The International Criminal Court (ICC) has issued an arrest warrant against Vladimir Putin and Russian Children’s Rights Commissioner Marija Lvowa-Belova. The deliberate abduction and re-education of children are considered signs of genocide.

Kasyanova reports on desperate relatives who don’t know where their children or grandchildren are. Russian soldiers told them about holiday camps in Crimea where they could accommodate their children for free over the summer – far away from the war. However, the children usually never return from the camps to Ukraine, but are instead taken to Russia. Parents did not always send their children there voluntarily. Foster and home children are particularly at risk of being kidnapped, says Kasyanova.

Reliant on help from Russian authorities

Some of the children contact Kasyanova when they get a cell phone. She then tries to find out where the children were taken. She relies on Russian authorities to bring her back home. “The relatives must contact the Office of the Commissioner for Children’s Rights and prove that they have legal custody,” says Kasyanova.
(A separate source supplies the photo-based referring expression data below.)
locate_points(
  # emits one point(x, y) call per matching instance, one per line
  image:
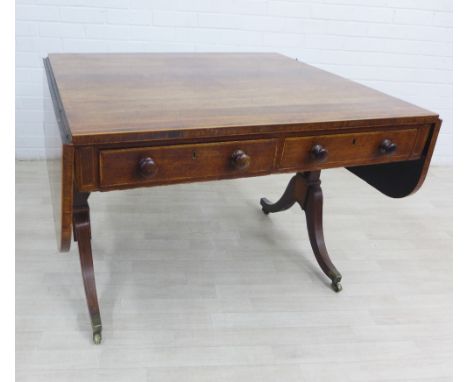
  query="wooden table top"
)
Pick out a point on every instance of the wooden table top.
point(139, 96)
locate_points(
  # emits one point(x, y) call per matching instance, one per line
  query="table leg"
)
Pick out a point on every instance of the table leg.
point(82, 231)
point(304, 188)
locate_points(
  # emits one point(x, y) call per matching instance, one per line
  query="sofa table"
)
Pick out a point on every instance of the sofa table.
point(119, 121)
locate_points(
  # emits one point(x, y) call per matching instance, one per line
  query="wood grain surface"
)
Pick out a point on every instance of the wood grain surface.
point(122, 97)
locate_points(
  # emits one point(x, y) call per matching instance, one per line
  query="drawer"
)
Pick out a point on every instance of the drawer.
point(183, 163)
point(324, 151)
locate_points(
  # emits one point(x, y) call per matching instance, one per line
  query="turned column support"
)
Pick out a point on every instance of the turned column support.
point(304, 188)
point(82, 234)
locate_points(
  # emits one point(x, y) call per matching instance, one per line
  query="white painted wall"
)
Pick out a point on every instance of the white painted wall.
point(402, 47)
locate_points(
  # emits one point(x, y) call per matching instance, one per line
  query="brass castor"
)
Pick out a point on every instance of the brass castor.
point(336, 285)
point(97, 338)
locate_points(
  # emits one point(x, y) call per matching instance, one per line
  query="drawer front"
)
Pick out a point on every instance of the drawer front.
point(182, 163)
point(324, 151)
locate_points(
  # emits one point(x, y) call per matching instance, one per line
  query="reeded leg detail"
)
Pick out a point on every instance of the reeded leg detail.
point(304, 188)
point(313, 209)
point(285, 202)
point(82, 231)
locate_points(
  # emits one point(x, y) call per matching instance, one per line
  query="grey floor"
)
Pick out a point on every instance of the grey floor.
point(196, 284)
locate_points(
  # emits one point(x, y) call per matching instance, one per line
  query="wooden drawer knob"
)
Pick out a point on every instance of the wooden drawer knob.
point(319, 153)
point(147, 167)
point(240, 160)
point(387, 147)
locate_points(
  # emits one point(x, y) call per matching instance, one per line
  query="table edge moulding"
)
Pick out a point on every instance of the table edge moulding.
point(121, 121)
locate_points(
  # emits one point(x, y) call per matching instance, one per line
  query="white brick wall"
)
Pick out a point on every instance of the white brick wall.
point(402, 47)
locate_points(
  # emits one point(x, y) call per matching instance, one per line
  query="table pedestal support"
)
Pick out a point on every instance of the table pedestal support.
point(304, 188)
point(82, 234)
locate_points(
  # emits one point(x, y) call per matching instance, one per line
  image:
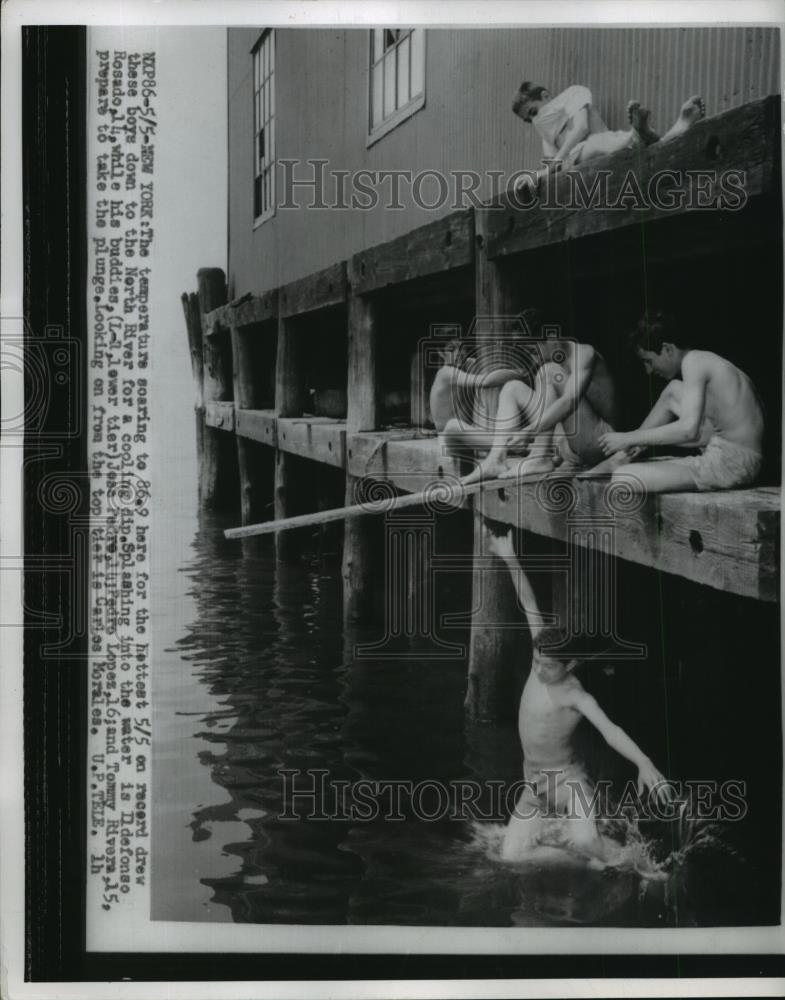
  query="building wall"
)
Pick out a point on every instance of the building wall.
point(471, 75)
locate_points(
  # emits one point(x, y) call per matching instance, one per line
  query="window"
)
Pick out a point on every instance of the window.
point(264, 127)
point(397, 78)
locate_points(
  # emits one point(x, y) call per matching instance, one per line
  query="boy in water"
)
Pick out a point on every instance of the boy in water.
point(552, 704)
point(572, 131)
point(708, 403)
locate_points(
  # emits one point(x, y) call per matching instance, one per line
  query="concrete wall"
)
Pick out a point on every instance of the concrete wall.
point(466, 123)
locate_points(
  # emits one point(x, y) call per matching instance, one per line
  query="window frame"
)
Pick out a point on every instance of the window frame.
point(407, 110)
point(270, 211)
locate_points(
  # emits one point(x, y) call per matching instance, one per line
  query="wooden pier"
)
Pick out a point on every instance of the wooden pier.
point(255, 359)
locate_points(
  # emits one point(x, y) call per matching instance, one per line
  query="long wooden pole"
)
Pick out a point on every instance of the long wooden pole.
point(447, 495)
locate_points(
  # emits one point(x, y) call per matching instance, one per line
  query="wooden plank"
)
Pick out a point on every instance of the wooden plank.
point(290, 389)
point(320, 439)
point(743, 139)
point(316, 291)
point(438, 246)
point(408, 461)
point(726, 540)
point(250, 310)
point(219, 415)
point(258, 425)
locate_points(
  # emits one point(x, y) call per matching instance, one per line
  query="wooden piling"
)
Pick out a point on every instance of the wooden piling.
point(289, 402)
point(255, 472)
point(193, 325)
point(216, 387)
point(492, 647)
point(361, 415)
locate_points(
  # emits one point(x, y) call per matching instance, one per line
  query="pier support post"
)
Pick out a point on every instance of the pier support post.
point(255, 473)
point(492, 647)
point(213, 458)
point(193, 324)
point(361, 415)
point(289, 402)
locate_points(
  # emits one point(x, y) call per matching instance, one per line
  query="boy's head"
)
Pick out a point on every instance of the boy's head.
point(455, 352)
point(528, 100)
point(551, 659)
point(659, 344)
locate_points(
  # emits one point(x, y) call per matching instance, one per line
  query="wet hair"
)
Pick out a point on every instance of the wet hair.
point(527, 91)
point(655, 329)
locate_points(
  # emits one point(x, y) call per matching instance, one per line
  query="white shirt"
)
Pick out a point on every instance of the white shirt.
point(553, 118)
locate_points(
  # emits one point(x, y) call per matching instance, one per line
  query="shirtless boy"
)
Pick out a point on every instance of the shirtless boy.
point(552, 704)
point(561, 419)
point(452, 392)
point(572, 131)
point(708, 403)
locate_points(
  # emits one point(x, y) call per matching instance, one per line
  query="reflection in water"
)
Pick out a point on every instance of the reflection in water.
point(263, 679)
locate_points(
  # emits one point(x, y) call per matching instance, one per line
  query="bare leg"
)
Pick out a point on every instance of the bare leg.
point(522, 832)
point(639, 120)
point(692, 111)
point(656, 477)
point(518, 404)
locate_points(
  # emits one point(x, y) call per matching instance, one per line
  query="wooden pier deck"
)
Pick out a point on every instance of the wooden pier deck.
point(251, 361)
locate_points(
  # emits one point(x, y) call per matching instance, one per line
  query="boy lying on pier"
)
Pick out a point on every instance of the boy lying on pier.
point(552, 704)
point(572, 131)
point(708, 404)
point(561, 419)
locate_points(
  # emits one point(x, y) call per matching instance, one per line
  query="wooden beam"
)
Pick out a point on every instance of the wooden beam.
point(250, 310)
point(320, 439)
point(361, 415)
point(219, 415)
point(727, 540)
point(257, 425)
point(744, 139)
point(438, 246)
point(216, 464)
point(316, 291)
point(492, 648)
point(409, 461)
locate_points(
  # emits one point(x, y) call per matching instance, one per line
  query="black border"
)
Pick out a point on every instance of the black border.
point(54, 68)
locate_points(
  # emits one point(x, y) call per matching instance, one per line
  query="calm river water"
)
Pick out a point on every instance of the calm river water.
point(253, 675)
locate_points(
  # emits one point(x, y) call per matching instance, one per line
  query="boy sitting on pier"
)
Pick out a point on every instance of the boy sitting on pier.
point(552, 704)
point(572, 131)
point(453, 389)
point(708, 404)
point(561, 419)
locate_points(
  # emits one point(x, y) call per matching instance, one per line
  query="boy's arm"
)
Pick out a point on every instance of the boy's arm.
point(683, 431)
point(486, 380)
point(576, 131)
point(615, 737)
point(583, 367)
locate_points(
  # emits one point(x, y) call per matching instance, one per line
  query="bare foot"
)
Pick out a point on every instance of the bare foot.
point(609, 465)
point(692, 111)
point(639, 119)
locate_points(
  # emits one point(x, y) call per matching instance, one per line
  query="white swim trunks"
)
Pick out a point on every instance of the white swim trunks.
point(723, 465)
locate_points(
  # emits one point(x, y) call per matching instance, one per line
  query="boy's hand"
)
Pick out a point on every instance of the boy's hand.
point(613, 441)
point(500, 545)
point(650, 778)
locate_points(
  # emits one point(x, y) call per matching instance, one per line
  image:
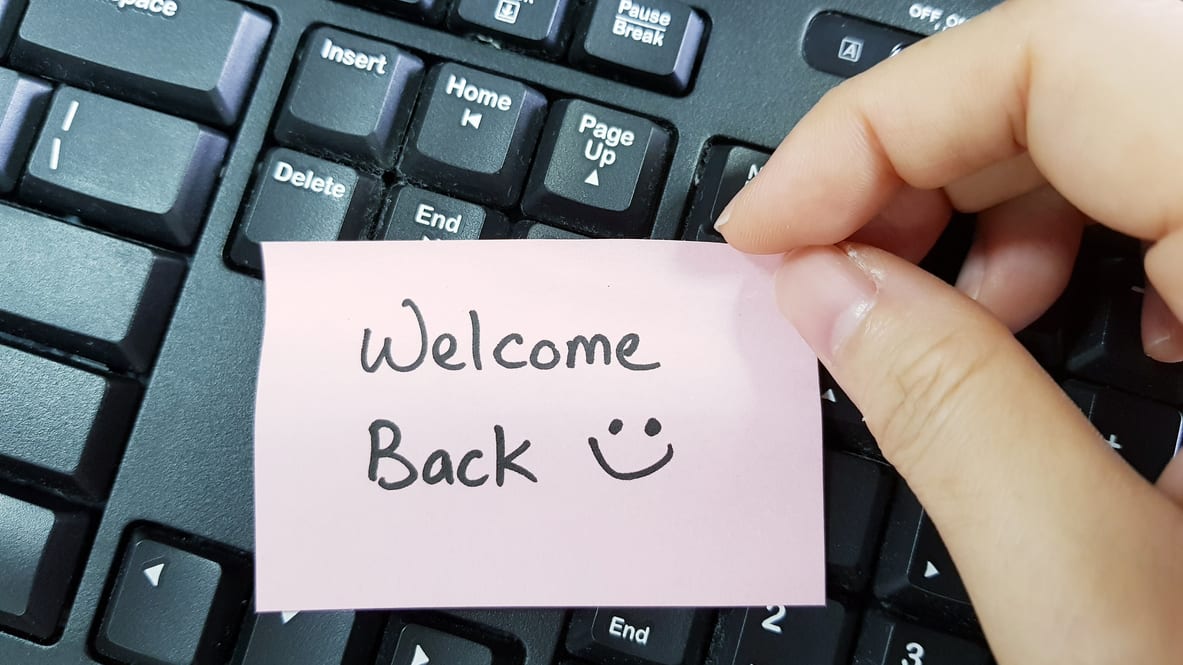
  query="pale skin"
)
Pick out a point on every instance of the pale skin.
point(1048, 114)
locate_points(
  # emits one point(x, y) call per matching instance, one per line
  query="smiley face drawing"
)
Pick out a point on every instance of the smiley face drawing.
point(652, 427)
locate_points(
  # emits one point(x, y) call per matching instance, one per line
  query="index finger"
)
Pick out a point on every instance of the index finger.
point(1077, 83)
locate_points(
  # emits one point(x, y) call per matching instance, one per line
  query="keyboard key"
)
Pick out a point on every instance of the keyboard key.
point(302, 198)
point(538, 231)
point(182, 57)
point(84, 292)
point(419, 646)
point(10, 15)
point(726, 169)
point(427, 10)
point(892, 641)
point(60, 425)
point(598, 170)
point(857, 492)
point(1146, 434)
point(1109, 349)
point(419, 214)
point(124, 168)
point(39, 556)
point(473, 134)
point(350, 98)
point(169, 607)
point(842, 424)
point(916, 572)
point(536, 632)
point(776, 634)
point(845, 45)
point(1045, 339)
point(310, 638)
point(532, 24)
point(665, 637)
point(652, 42)
point(23, 99)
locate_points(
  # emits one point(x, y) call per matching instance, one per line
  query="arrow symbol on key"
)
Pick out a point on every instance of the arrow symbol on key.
point(153, 574)
point(471, 118)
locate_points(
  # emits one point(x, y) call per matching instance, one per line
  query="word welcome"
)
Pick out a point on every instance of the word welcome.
point(509, 353)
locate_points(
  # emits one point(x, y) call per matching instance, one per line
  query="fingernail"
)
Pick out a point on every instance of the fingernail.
point(1165, 348)
point(973, 275)
point(723, 217)
point(826, 292)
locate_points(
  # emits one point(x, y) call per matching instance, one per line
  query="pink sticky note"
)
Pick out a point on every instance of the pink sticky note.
point(672, 418)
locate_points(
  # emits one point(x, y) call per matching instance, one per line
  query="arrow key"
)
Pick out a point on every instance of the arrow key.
point(311, 638)
point(170, 606)
point(916, 572)
point(426, 646)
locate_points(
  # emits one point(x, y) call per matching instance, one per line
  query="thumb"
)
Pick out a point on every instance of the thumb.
point(1040, 516)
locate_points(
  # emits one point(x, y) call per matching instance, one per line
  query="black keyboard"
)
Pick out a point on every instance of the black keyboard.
point(147, 147)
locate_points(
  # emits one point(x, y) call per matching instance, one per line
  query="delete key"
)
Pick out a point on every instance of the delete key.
point(532, 424)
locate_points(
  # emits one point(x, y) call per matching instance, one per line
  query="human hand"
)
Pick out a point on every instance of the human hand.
point(1047, 113)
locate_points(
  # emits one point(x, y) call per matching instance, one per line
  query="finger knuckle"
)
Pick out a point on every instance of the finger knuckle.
point(936, 386)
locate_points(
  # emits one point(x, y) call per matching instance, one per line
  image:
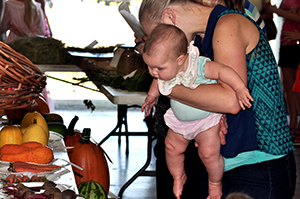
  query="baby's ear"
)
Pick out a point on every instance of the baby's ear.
point(181, 59)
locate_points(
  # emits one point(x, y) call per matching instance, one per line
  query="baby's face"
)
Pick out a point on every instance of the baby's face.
point(161, 66)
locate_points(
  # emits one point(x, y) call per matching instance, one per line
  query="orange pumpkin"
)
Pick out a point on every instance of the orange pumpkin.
point(90, 157)
point(10, 134)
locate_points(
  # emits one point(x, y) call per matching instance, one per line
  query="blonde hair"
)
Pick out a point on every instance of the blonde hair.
point(168, 36)
point(30, 15)
point(152, 10)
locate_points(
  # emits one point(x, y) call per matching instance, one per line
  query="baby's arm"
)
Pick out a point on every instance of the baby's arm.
point(150, 100)
point(218, 71)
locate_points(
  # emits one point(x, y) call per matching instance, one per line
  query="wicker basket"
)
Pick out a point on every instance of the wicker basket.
point(20, 80)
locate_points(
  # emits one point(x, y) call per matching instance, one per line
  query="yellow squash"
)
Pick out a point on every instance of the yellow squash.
point(10, 134)
point(28, 120)
point(35, 133)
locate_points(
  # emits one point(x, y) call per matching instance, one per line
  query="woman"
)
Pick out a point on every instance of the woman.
point(22, 18)
point(253, 149)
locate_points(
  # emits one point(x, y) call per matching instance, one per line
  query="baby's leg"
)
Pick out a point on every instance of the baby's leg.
point(209, 152)
point(175, 148)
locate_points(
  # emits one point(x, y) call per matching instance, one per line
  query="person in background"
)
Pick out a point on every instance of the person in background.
point(48, 32)
point(289, 59)
point(22, 18)
point(258, 142)
point(172, 62)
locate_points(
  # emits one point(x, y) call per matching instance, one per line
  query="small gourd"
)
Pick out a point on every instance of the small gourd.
point(10, 134)
point(92, 189)
point(35, 133)
point(90, 157)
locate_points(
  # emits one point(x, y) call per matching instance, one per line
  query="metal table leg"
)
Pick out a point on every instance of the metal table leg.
point(142, 171)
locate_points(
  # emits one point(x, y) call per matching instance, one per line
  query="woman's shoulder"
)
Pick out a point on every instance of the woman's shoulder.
point(14, 3)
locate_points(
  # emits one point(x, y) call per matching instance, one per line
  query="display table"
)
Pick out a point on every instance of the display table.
point(124, 100)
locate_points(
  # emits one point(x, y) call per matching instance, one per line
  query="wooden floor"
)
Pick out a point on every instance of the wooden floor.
point(123, 168)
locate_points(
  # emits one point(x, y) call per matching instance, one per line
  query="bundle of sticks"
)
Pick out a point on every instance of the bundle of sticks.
point(21, 81)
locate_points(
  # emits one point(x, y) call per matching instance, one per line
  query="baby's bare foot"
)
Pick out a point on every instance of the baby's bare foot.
point(215, 190)
point(178, 186)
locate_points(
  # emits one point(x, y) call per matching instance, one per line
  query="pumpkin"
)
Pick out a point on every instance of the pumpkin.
point(90, 157)
point(72, 136)
point(10, 134)
point(92, 189)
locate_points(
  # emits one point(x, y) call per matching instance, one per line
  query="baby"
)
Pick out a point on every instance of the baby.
point(171, 63)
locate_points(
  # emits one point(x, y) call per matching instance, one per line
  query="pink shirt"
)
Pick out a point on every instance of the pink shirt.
point(14, 12)
point(287, 24)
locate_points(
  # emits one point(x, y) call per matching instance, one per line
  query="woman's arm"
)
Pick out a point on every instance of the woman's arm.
point(5, 19)
point(234, 36)
point(287, 14)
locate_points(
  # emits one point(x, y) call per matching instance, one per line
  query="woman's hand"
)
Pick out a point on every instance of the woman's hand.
point(223, 130)
point(140, 42)
point(148, 105)
point(290, 36)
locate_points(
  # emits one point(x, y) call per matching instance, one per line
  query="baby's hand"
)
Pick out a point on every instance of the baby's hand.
point(148, 104)
point(244, 97)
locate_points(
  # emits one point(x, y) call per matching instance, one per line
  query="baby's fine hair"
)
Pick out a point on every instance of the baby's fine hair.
point(169, 37)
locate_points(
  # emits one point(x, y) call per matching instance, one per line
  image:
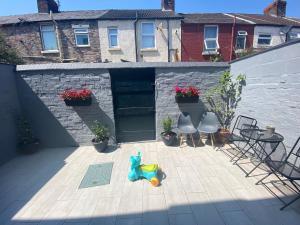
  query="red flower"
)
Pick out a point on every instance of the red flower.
point(76, 94)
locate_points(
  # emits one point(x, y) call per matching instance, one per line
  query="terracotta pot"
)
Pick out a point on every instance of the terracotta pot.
point(223, 135)
point(100, 146)
point(169, 139)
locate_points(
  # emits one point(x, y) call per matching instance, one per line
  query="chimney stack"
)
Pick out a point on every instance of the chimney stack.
point(45, 6)
point(277, 8)
point(168, 5)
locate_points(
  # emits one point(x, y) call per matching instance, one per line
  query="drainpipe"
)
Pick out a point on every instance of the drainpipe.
point(57, 37)
point(232, 37)
point(169, 37)
point(135, 36)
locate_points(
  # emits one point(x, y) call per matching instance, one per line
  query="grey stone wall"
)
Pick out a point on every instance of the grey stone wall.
point(203, 78)
point(55, 123)
point(272, 94)
point(9, 111)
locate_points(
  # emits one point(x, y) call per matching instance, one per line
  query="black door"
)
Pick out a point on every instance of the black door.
point(134, 104)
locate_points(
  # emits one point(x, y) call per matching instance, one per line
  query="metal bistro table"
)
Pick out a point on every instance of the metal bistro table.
point(260, 140)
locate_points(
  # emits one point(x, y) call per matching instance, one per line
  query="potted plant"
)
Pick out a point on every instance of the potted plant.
point(168, 137)
point(27, 142)
point(187, 95)
point(101, 136)
point(77, 97)
point(223, 101)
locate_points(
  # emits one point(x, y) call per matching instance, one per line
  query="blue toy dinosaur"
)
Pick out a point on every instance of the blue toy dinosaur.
point(138, 171)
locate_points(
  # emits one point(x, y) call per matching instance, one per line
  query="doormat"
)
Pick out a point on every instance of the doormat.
point(97, 175)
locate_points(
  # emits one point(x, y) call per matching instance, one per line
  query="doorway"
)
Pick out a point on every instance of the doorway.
point(134, 104)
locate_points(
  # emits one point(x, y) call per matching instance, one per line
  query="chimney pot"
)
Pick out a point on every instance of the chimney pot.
point(45, 6)
point(277, 8)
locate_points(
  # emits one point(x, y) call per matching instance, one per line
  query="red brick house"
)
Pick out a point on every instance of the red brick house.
point(206, 36)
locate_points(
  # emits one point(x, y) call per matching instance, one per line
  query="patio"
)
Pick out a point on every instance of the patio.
point(200, 186)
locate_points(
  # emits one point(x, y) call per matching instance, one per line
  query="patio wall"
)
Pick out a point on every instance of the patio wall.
point(9, 111)
point(40, 86)
point(273, 88)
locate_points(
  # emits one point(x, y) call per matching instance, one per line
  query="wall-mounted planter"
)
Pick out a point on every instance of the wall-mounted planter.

In the rarest of cases this works without any problems. And in the few cases where the Russians accept such a request, it’s still a long way home. Since there is no safe route through the front, the children have to travel to Ukraine via Belarus and Poland. According to official figures, 388 children have returned so far. Kasyanova and SOS Children’s Villages helped with repatriation in 84 cases.

“If you want to wipe out a nation, you have to wipe out the history of the nation”: Former boxing world champion Wladimir Klitschko (right) together with the Ukrainian ambassador Oleksiy Makejew in Berlin.

(Photo: Jörg Carstensen/dpa)

World boxing champion Wladimir Klitschko and an employee recorded the stories of the returned children in a book. “If you want to wipe out a nation, you have to wipe out the nation’s history,” he said, summing up the Russians’ strategy. The aim is for Ukrainian children to end up fighting on the front against their own people. Klitschko calls what is happening in the camps “brainwashing.” If you ask Darya Kasyanova why Russia is doing all this, she says: “Children are a trophy because they are the most valuable thing a society has.”